Annexe 13 : courtes vidéos faisant la promotion des cigarettes « KING’S FROST ».
Annexe 14 : photographies du groupe de musique danois « THE BLUE VAN » faisant référence, entre autres, à « KING’S FROST ».
Annexe 17 : une photographie de la couverture de « Sange for Rygere », dont l’opposante explique qu’elle s’inspirait du design du paquet « KING’S », ainsi que des photographies d’autres supports imprimés, tels que des affiches de films.
Annexe 18 : un tableau avec un aperçu global de la notoriété de la marque « KING’S » de 2015 à 2020 sur le marché danois.
Annexes 19, 20 et 21 : informations et détails concernant la reconnaissance de la marque et les études de marché.
o Tableaux de notoriété de la marque de 2022 à mars 2024, indiquant des pourcentages élevés de notoriété pour « KING’S » (annexe 19).
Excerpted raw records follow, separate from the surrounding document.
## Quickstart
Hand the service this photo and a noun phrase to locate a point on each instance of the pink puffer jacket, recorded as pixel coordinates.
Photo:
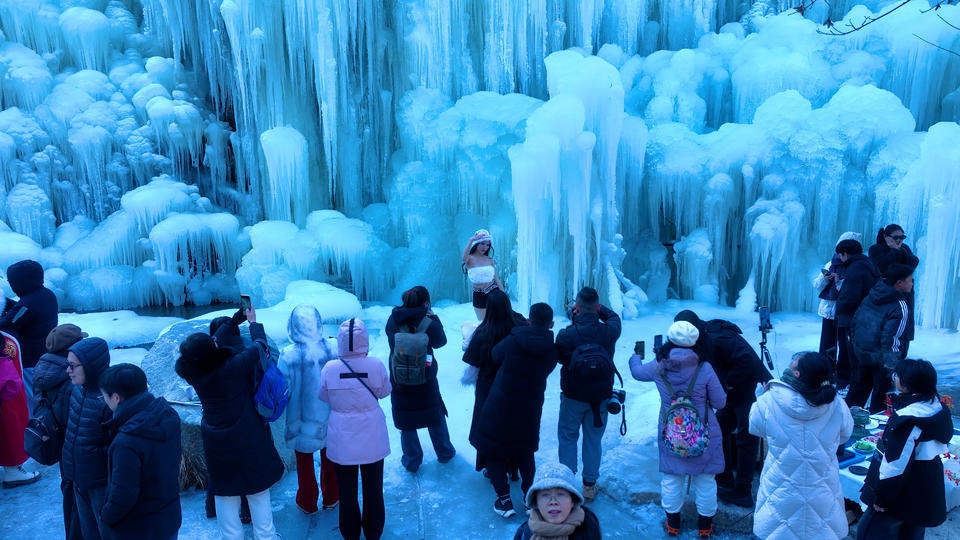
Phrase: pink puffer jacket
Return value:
(357, 428)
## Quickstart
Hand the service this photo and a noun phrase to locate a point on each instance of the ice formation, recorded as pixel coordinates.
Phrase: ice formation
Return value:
(705, 149)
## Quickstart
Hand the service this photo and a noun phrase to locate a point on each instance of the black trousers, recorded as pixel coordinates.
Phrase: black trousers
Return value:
(828, 338)
(846, 360)
(373, 516)
(71, 522)
(499, 467)
(872, 381)
(739, 447)
(882, 526)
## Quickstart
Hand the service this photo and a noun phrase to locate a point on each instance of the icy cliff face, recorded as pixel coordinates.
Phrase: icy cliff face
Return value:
(709, 149)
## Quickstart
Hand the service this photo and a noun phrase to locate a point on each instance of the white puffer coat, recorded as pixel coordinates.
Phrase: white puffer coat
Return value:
(800, 496)
(301, 364)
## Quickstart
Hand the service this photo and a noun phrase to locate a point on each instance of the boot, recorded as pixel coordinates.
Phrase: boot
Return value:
(18, 476)
(672, 524)
(704, 526)
(738, 496)
(590, 491)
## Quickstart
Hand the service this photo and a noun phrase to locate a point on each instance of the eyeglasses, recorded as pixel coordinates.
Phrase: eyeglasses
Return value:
(554, 495)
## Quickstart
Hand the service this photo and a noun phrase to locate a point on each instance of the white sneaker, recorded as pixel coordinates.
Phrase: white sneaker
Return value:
(18, 476)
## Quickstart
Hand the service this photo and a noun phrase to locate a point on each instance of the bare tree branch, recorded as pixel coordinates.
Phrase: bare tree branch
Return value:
(937, 46)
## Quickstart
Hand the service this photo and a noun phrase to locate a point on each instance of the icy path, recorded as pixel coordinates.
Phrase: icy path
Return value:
(453, 501)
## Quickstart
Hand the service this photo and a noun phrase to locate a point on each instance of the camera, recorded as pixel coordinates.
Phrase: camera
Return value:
(765, 324)
(615, 403)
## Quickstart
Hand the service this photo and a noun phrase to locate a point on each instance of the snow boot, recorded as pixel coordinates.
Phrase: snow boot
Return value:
(18, 476)
(672, 524)
(504, 506)
(738, 496)
(704, 526)
(590, 491)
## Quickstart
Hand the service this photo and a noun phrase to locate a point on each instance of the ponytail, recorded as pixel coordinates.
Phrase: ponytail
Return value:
(817, 378)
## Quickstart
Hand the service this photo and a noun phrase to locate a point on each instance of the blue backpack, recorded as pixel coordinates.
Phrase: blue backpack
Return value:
(273, 391)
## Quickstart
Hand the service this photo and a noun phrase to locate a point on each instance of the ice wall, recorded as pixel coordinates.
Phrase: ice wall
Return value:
(595, 139)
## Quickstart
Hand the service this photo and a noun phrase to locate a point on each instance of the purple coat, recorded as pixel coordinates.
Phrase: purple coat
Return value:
(678, 368)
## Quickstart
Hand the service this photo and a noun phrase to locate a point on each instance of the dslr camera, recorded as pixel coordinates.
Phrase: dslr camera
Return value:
(615, 402)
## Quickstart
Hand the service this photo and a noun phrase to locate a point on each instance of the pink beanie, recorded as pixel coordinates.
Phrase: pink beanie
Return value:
(359, 345)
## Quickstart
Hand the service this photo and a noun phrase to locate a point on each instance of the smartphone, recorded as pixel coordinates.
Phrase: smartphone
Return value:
(765, 318)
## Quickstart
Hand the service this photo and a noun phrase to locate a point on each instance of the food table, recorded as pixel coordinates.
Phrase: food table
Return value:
(851, 483)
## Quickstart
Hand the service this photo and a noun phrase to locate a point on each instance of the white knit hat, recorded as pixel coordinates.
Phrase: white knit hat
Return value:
(683, 334)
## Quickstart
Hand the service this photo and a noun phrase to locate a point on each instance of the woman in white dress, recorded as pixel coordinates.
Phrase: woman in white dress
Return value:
(481, 270)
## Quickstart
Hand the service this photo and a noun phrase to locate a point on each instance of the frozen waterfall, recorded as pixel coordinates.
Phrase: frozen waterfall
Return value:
(171, 152)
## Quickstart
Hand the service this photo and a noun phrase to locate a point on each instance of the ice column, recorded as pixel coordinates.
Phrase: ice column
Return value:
(288, 197)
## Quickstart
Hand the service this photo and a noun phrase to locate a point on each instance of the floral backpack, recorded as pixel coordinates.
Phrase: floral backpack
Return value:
(684, 431)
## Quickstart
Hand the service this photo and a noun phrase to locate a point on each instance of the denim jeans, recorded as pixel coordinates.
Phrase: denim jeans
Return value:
(575, 415)
(413, 452)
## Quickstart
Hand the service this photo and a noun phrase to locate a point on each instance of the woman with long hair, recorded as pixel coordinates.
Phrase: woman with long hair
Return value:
(481, 270)
(498, 320)
(804, 420)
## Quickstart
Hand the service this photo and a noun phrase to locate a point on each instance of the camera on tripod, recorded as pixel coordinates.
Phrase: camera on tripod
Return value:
(615, 403)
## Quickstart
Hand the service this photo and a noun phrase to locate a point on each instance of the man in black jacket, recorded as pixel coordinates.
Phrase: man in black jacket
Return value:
(143, 488)
(739, 368)
(84, 459)
(904, 489)
(419, 406)
(581, 402)
(31, 318)
(51, 384)
(859, 276)
(509, 430)
(878, 336)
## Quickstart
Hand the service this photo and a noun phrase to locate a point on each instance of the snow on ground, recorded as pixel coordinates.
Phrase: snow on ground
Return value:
(452, 497)
(120, 328)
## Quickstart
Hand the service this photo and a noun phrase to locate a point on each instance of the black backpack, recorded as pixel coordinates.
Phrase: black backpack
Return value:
(43, 436)
(592, 369)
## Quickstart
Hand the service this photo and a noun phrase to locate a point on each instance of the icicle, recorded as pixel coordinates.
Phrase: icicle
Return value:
(288, 197)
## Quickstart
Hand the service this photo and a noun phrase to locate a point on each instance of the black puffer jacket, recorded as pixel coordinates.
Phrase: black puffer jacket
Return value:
(737, 365)
(51, 382)
(601, 328)
(237, 443)
(510, 419)
(879, 326)
(85, 442)
(883, 256)
(143, 496)
(910, 486)
(38, 306)
(859, 276)
(420, 406)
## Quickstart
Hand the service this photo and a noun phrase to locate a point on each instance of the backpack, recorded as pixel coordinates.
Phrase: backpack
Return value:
(273, 390)
(684, 432)
(43, 436)
(408, 360)
(592, 368)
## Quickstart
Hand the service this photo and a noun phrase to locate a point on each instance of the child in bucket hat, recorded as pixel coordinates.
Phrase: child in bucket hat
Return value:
(556, 508)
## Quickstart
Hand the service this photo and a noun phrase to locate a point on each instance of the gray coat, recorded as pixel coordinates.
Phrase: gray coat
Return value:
(708, 396)
(301, 363)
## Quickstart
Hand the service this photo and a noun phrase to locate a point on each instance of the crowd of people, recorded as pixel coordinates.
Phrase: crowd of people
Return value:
(119, 451)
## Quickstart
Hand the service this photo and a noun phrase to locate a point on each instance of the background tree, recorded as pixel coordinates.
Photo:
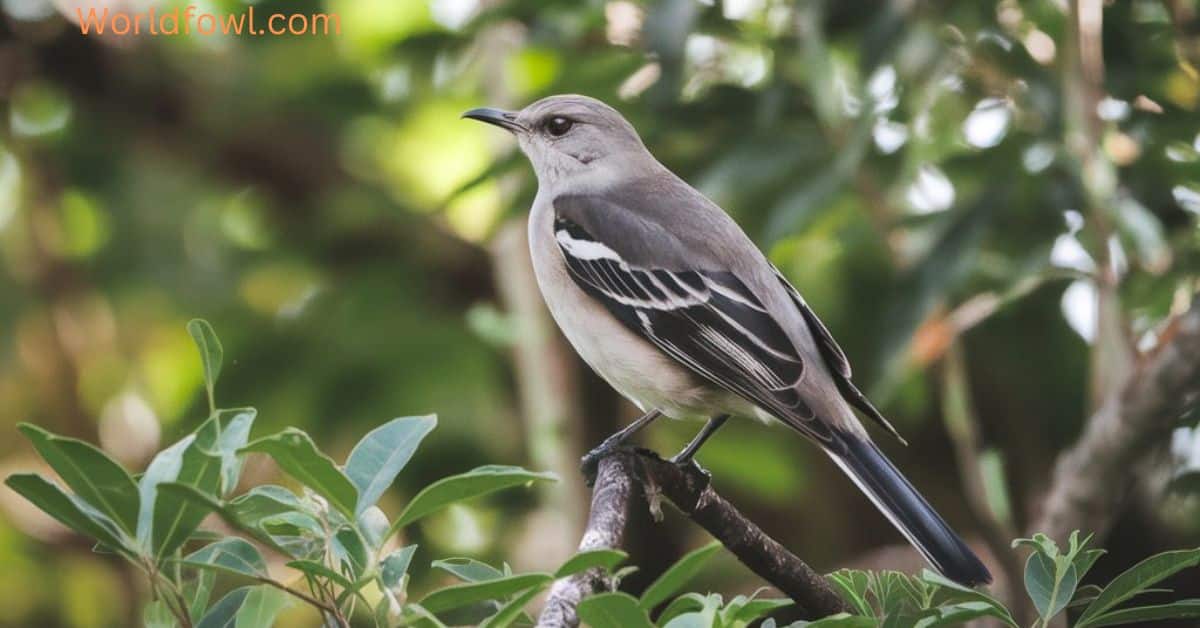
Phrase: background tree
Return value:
(993, 205)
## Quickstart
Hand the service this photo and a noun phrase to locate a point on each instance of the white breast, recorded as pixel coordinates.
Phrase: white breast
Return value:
(636, 369)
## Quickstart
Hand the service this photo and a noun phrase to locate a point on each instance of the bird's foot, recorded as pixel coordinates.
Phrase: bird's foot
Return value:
(688, 465)
(589, 465)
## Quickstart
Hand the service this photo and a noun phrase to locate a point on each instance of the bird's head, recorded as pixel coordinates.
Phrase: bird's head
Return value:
(571, 137)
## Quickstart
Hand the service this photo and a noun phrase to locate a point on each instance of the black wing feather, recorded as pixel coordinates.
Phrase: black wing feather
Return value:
(707, 320)
(837, 360)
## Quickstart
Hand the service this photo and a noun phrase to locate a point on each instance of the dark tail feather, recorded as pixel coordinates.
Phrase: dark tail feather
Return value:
(907, 510)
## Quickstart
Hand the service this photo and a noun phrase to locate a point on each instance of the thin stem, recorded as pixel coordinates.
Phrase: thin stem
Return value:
(318, 604)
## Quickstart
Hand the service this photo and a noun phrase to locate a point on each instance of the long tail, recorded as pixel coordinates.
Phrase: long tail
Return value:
(907, 510)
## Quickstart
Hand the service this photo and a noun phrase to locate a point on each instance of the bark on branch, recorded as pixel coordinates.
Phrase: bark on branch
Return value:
(1092, 478)
(627, 474)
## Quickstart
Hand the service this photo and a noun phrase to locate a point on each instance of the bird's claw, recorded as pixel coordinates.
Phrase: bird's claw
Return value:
(690, 466)
(589, 465)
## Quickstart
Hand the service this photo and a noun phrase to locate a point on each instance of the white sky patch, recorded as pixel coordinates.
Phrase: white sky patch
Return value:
(1067, 251)
(741, 10)
(988, 124)
(882, 88)
(889, 136)
(10, 186)
(1113, 109)
(1079, 309)
(453, 15)
(1037, 157)
(931, 191)
(1188, 197)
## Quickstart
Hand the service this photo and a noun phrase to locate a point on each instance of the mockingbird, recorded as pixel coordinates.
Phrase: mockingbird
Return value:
(669, 300)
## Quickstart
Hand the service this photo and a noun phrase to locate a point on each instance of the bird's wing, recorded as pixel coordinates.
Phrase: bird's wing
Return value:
(703, 317)
(835, 359)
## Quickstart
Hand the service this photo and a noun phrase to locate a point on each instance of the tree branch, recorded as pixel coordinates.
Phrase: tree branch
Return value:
(1092, 478)
(689, 490)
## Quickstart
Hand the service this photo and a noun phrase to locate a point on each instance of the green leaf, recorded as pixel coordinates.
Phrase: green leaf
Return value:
(706, 616)
(319, 570)
(262, 502)
(677, 575)
(382, 454)
(349, 551)
(198, 593)
(852, 585)
(1175, 610)
(225, 612)
(955, 614)
(67, 509)
(210, 354)
(755, 609)
(840, 621)
(232, 555)
(157, 615)
(234, 430)
(373, 525)
(474, 483)
(298, 456)
(174, 519)
(457, 596)
(94, 477)
(511, 610)
(1138, 578)
(394, 567)
(613, 610)
(681, 605)
(468, 569)
(263, 603)
(971, 594)
(604, 558)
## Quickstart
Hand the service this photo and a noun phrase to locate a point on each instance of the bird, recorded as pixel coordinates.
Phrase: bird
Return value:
(669, 300)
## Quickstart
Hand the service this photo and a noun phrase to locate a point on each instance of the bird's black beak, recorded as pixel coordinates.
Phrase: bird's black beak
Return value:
(496, 117)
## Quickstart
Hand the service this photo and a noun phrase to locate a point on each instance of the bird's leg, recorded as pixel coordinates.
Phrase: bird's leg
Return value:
(591, 461)
(684, 456)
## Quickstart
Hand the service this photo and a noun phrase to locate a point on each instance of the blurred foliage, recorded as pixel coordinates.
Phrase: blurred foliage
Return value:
(905, 163)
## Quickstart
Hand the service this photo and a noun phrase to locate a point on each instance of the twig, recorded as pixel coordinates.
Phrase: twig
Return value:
(606, 528)
(318, 604)
(1092, 478)
(689, 490)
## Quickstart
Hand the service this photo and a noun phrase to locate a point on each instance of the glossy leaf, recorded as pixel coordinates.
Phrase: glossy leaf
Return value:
(970, 594)
(677, 575)
(321, 570)
(67, 509)
(1138, 578)
(198, 592)
(294, 452)
(382, 454)
(225, 612)
(468, 569)
(157, 615)
(211, 354)
(89, 472)
(613, 610)
(232, 555)
(1182, 609)
(263, 603)
(234, 432)
(511, 610)
(457, 596)
(394, 566)
(262, 502)
(475, 483)
(173, 518)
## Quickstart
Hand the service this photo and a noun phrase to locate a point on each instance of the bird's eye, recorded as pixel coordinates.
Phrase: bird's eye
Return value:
(558, 125)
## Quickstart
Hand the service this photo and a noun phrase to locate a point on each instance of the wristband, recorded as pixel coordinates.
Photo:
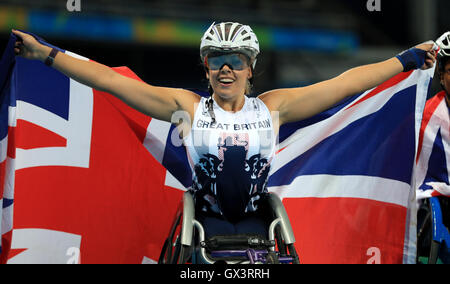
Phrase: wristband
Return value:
(51, 57)
(412, 58)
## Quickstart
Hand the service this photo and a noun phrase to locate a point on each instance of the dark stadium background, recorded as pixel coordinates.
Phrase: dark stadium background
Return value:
(380, 34)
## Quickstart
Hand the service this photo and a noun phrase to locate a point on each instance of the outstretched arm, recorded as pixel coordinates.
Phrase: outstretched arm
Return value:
(157, 102)
(299, 103)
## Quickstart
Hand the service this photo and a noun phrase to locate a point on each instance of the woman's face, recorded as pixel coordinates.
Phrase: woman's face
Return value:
(229, 81)
(445, 77)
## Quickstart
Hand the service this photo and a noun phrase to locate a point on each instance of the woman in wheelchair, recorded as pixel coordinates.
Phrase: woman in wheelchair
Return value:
(231, 137)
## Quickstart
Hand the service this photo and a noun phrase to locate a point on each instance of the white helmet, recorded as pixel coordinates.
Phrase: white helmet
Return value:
(230, 37)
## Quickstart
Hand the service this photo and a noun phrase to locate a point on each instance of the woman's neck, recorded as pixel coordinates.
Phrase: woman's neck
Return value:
(231, 105)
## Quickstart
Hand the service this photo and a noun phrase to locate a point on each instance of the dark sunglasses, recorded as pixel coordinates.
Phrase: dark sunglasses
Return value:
(233, 60)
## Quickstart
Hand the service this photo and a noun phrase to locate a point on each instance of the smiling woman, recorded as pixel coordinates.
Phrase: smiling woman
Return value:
(238, 133)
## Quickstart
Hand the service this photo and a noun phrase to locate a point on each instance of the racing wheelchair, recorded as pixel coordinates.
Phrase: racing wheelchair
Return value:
(186, 242)
(433, 237)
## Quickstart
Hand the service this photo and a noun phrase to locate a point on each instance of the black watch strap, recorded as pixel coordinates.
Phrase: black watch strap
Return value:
(51, 57)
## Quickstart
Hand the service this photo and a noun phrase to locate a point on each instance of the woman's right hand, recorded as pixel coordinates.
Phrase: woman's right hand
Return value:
(28, 47)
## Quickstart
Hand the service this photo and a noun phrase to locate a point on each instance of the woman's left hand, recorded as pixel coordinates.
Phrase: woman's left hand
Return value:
(431, 50)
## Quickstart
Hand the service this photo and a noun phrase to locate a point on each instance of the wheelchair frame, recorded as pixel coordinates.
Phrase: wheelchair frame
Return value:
(178, 248)
(433, 225)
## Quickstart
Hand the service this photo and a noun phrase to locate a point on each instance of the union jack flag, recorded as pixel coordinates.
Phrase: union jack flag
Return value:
(433, 171)
(90, 180)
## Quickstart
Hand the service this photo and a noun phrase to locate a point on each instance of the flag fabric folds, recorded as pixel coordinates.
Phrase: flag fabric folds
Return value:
(86, 179)
(433, 159)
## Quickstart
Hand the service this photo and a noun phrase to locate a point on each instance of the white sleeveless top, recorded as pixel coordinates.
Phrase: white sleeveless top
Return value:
(231, 158)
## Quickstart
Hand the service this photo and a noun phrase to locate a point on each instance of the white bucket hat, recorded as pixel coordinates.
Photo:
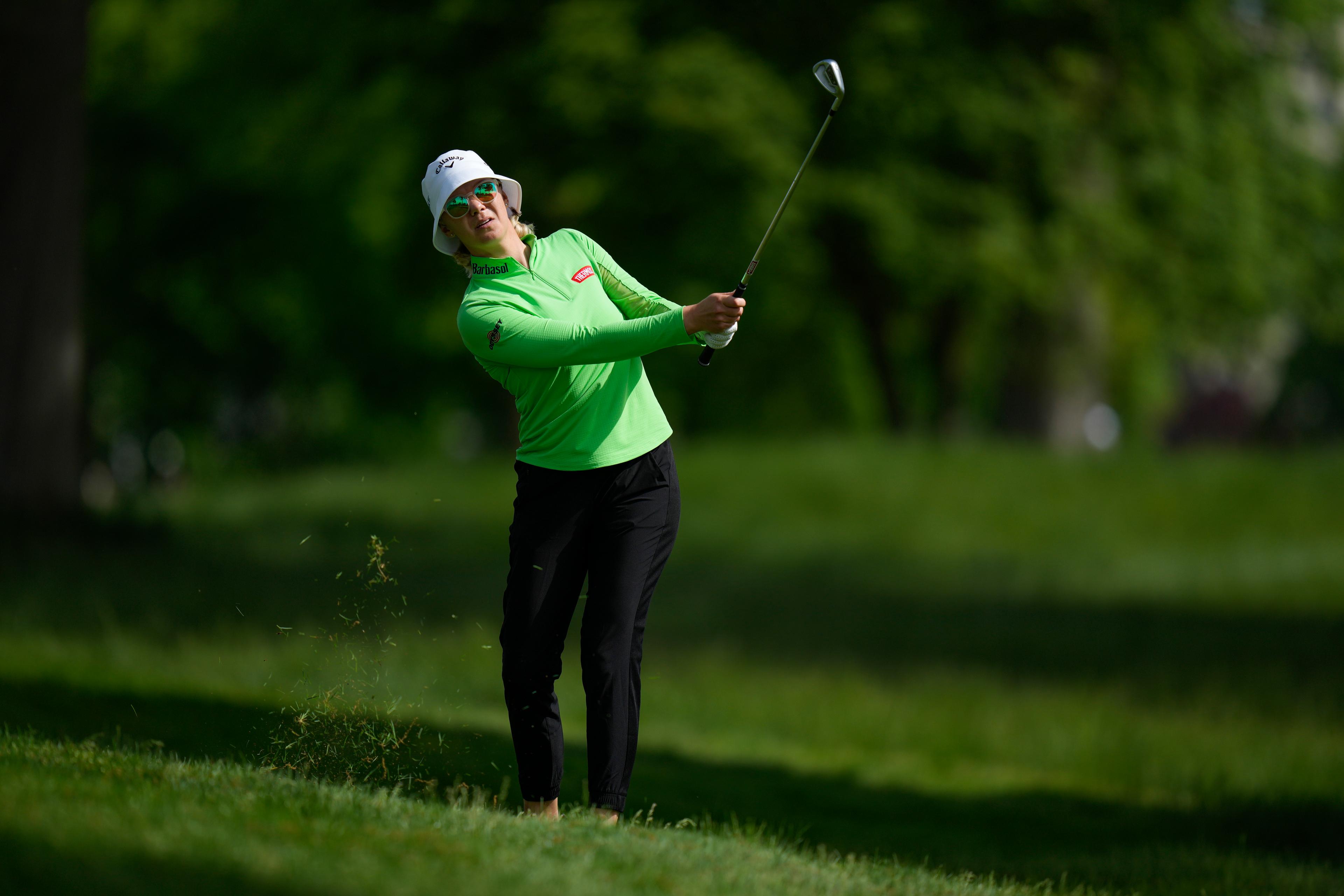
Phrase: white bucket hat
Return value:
(451, 171)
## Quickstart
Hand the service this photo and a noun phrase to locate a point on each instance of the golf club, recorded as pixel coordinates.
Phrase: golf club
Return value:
(828, 73)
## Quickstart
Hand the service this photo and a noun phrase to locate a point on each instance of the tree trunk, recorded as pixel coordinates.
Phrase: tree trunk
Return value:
(874, 301)
(42, 162)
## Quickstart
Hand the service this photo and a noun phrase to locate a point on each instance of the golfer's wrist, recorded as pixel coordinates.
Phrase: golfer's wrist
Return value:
(691, 320)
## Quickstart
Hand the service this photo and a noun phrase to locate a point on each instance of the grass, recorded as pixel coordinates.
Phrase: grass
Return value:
(126, 822)
(1123, 672)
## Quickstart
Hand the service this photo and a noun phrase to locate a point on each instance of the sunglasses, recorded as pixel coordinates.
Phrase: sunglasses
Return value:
(486, 192)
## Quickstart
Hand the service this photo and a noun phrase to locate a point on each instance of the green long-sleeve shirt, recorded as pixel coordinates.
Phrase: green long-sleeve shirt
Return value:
(565, 338)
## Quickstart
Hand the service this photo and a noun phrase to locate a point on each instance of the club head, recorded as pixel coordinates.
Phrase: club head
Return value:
(828, 73)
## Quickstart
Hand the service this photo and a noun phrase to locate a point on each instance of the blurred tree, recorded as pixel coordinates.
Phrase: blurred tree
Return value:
(1023, 209)
(42, 163)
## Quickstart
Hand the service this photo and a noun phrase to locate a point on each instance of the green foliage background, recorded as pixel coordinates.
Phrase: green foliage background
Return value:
(1021, 198)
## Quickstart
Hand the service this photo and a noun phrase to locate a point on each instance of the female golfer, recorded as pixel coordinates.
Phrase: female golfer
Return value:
(562, 328)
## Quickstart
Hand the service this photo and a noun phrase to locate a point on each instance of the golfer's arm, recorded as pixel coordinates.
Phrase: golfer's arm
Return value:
(507, 336)
(627, 293)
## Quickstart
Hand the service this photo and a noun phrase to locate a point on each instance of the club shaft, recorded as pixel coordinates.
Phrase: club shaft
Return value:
(769, 232)
(756, 260)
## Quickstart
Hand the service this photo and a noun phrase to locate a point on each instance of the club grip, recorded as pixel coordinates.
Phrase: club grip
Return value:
(707, 355)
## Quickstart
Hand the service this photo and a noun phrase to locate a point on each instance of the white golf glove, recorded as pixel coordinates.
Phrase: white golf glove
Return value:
(721, 340)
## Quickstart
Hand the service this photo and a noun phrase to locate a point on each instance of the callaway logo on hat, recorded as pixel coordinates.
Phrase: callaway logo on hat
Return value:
(451, 171)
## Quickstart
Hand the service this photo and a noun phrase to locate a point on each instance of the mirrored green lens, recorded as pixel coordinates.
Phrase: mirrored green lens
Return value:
(456, 207)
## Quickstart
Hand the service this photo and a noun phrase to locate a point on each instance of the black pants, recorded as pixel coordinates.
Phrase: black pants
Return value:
(616, 526)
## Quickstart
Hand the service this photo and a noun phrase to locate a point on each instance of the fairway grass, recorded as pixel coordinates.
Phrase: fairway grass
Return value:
(85, 819)
(1117, 672)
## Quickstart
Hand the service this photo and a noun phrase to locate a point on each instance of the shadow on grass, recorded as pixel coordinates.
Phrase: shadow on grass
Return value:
(1029, 836)
(899, 617)
(37, 867)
o Les résultats d’études de notoriété de la marque, y compris les résultats d’une enquête de notoriété de la marque réalisée par Kantar de 2018 à 2020. Les résultats de l’enquête indiquent que, tant en termes de notoriété spontanée de la marque que de notoriété assistée de la marque, de 2018 à 2020, « KING’S » s’est classée deuxième dans une liste de plusieurs marques de cigarettes. Le niveau de pourcentage de notoriété assistée de la marque « KING’S » parmi les participants à l’enquête était très élevé (plus de 90 %) (annexe 20).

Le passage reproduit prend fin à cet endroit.